Predictive analytics is a way of forecasting future probabilities based on past data.
With big data now available covering many industries, businesses are increasingly able to make predictions for the direction of their business based on a combination of business intelligence and Big Data.
Predictive analytics is a discipline that can encompass machine learning and artificial intelligence to make predictions about future trends.
It’s a key tool in the arsenal of international business, helping global organizations set prices, predict demand and identify opportunities. But, as well as the benefits, businesses need to understand the limits of predictive analytics and be prepared to adapt their business models based on the signals provided. Responding to the demands of utilizing predictive analytics effectively is a major challenge for modern organizations.
Although industry is getting much better at data analysis, predictive analytics is still only a way to guide business decisions via educated guesswork. Although your business can make excellent decisions within the available data set, there will always be factors outside your control.
It’s also the case that predictive analytics can only indicate trends based on available historic data. Data is unlikely to be able to predict the emergence of disruptive forces that change the entire industry landscape. An example might be the advent of new technology that could not easily have been predicted based on past data.
Predictive analytics for international organizations
Working with predictive analytics can bring advantages to businesses operating internationally, provided they are prepared to segment their audience based on past and future likely behaviour.
For larger global organizations that are generating and using big data, predictive analytics is a way to make sense of the confusion and serve their customers most effectively.
Predictive analytics is especially useful for larger organizations operating across a number of different territories.
Once an organization reaches a certain size and complexity, it no longer becomes possible to make effective operational decisions without employing some predictive modelling techniques. Machine analytics can be used to improve efficiency in large organizations to anticipate future demand, manage inventory and ensure sufficient resources.
Predictive analytics is helpful because it removes the tendency for humans to make assumptions about the future based on their own experiences and bias.
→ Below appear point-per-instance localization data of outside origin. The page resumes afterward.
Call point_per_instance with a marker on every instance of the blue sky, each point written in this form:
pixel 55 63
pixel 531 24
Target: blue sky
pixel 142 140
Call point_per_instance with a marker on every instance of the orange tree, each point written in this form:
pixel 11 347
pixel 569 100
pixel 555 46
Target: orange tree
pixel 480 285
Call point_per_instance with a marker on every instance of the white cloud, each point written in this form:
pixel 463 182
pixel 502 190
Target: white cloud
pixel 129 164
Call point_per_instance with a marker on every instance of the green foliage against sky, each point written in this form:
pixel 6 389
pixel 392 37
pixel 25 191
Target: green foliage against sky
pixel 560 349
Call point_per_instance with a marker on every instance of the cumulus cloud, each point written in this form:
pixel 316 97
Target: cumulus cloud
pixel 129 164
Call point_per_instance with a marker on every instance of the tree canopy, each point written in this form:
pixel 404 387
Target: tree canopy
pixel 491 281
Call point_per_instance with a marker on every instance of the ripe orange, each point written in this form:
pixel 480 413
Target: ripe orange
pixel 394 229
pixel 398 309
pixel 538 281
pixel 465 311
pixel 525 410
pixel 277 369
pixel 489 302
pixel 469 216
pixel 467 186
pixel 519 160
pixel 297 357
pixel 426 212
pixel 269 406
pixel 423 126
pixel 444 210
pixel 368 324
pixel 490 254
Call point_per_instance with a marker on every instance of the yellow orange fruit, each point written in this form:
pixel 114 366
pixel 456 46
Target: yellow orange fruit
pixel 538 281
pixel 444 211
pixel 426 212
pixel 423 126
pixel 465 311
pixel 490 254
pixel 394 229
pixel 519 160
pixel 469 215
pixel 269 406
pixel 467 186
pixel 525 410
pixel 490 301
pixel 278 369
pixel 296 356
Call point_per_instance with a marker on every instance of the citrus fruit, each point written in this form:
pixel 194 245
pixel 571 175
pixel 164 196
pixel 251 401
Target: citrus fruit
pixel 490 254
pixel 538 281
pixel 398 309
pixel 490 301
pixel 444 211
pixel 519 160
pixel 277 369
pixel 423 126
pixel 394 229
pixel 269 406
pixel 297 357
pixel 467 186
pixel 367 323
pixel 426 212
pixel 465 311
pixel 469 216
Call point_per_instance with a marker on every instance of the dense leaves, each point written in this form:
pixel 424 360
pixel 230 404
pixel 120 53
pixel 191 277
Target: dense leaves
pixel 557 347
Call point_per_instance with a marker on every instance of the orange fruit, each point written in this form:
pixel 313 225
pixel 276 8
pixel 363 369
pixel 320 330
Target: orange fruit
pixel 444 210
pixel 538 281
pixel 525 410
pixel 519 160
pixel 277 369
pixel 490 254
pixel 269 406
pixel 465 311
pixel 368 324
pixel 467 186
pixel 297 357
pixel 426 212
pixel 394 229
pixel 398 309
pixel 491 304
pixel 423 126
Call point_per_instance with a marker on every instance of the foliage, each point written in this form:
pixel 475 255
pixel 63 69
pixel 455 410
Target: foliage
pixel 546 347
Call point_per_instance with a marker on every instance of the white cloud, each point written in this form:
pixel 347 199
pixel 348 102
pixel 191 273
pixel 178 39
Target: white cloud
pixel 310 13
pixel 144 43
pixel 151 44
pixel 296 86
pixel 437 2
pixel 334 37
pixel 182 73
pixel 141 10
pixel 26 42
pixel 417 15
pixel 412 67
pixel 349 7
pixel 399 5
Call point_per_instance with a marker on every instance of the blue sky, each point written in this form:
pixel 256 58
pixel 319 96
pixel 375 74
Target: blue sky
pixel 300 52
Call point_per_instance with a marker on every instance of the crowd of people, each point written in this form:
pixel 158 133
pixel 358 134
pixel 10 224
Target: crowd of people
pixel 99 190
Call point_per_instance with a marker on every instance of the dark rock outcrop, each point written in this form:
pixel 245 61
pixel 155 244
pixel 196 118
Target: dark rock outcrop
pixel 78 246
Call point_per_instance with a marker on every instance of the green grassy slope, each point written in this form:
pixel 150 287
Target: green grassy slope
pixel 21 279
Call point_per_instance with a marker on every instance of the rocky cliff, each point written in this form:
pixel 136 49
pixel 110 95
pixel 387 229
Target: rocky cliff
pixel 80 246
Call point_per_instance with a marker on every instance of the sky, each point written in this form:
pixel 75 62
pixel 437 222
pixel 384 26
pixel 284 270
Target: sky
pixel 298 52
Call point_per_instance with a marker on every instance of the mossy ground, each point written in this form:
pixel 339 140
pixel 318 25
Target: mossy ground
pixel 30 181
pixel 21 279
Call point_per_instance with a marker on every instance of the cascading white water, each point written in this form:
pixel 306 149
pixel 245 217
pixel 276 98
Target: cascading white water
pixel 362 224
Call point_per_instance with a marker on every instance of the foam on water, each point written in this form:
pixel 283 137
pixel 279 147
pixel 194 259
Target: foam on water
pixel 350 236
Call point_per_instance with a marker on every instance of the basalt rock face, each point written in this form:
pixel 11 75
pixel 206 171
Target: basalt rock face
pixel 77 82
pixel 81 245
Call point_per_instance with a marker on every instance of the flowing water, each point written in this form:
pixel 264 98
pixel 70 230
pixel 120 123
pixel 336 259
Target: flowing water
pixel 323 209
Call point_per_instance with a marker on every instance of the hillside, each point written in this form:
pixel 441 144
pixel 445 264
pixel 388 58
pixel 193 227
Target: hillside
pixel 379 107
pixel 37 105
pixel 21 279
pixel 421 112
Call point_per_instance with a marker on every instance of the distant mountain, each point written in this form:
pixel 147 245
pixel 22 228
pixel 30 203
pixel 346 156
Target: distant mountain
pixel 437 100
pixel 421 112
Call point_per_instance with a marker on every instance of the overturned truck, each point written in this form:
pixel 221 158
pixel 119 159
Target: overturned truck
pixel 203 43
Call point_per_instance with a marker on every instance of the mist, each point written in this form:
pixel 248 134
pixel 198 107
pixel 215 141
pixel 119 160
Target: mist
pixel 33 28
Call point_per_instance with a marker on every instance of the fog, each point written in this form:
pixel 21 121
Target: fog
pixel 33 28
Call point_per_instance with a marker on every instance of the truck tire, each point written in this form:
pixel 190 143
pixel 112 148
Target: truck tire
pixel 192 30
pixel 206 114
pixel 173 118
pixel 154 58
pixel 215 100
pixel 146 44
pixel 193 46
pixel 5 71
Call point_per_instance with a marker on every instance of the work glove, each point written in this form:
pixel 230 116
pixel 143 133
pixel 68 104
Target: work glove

That’s important for global companies where the key decision makers are not from the environment that the decisions will affect.
Tesco was one of the first big grocery retailers to embrace Big Data, and this helped it expand its market share significantly in the first decade of using this new approach.
Tesco used the data it obtained from customer loyalty schemes (‘Tesco Clubcard’) to segment its customer base and launch new product lines based on likely demand. It also used highly targeted mailings based on customer consumption patterns. By the end of 1999, over 145,000 variations on the standard mailing were being sent out. Tesco also used predictive analytics to reduce waste in its stock and hence improve the bottom line.
Although Tesco leveraged data analytics to triumph in its home market during the 1990’s, the company was less successful as it expanded into the US market.
It launched the Fresh & Easy convenience store chain in the States just as the economic crash occurred. This was unfortunate timing and the company eventually ended up writing off $3bn on the failed venture. Data analytics was less helpful to Tesco when it came to constructing an entirely new venture in an unknown market. There were several problems with the Fresh & Easy offering but these included US customer resistance to self-checkout tills: this wasn’t as easy to predict using data when Tesco had no previous experience in this market.
Tesco was also unable to predict the rise of rock bottom food retailers such as Lidl and Aldi, which also stole a march on their territory. These discount grocers also managed to offer a simpler shopping experience than Tesco.
Customers didn’t need to remember their Clubcard or paper vouchers in order to access cheaper groceries in these stores. Although being an early adopter of data analytics helped Tesco gained ground at first, it couldn’t save the company from ill-advised business decisions and external forces.
Reducing staff turnover
One other area of working life that is benefitting from predictive analytics is the hiring process. Deloitte helped a global organization reduce turnover and predict employee attrition in one specific part of its business: China.
A model was built that could identify the likelihood of each employee leaving the business, based on a large number of factors. This meant the company had access to a retention score out of 100 for every individual in every team. This was far more significant that just being able to reduce turnover: it helped the company predict resource availability in key teams to support their ongoing strategy in the region.
There was a strong element of human input into this strategy. As well as employing statistical modelling and visualization software, the researchers also conducted interviews with employees. Once the data was modelled, decision makers could then use the retention score as a basis for decisions such as retention strategies for Chinese employees predicted as likely to leave in the near future. This approach didn’t just use quantitative data but also used the qualitative angle of getting to understand the individuals behind the data more.
One of the key challenges of predictive analytics is perhaps not the one you might predict.
The main barrier to the adoption of predictive analytics in businesses is actually a lack of human expertise.
Data scientists are already in short supply and commanding high salaries, and the shortage is only going to get worse in future. It’s a difficult field of knowledge requiring specialist insight, and the skills shortage is a significant limiting factor to the industry.
When it comes to using predictive analytics successfully, companies can often make mistakes such as failing to ask the right questions of their data, or not having a specific goal in mind for the analytics programme.
It’s also very common for companies to fail to implement the findings of their predictive analytics programme simply because they find it hard to move away from old ways of decision making. Predictive analytics isn’t the final answer for businesses but it is a key tool that, if used wisely, can afford significant insights to support the business.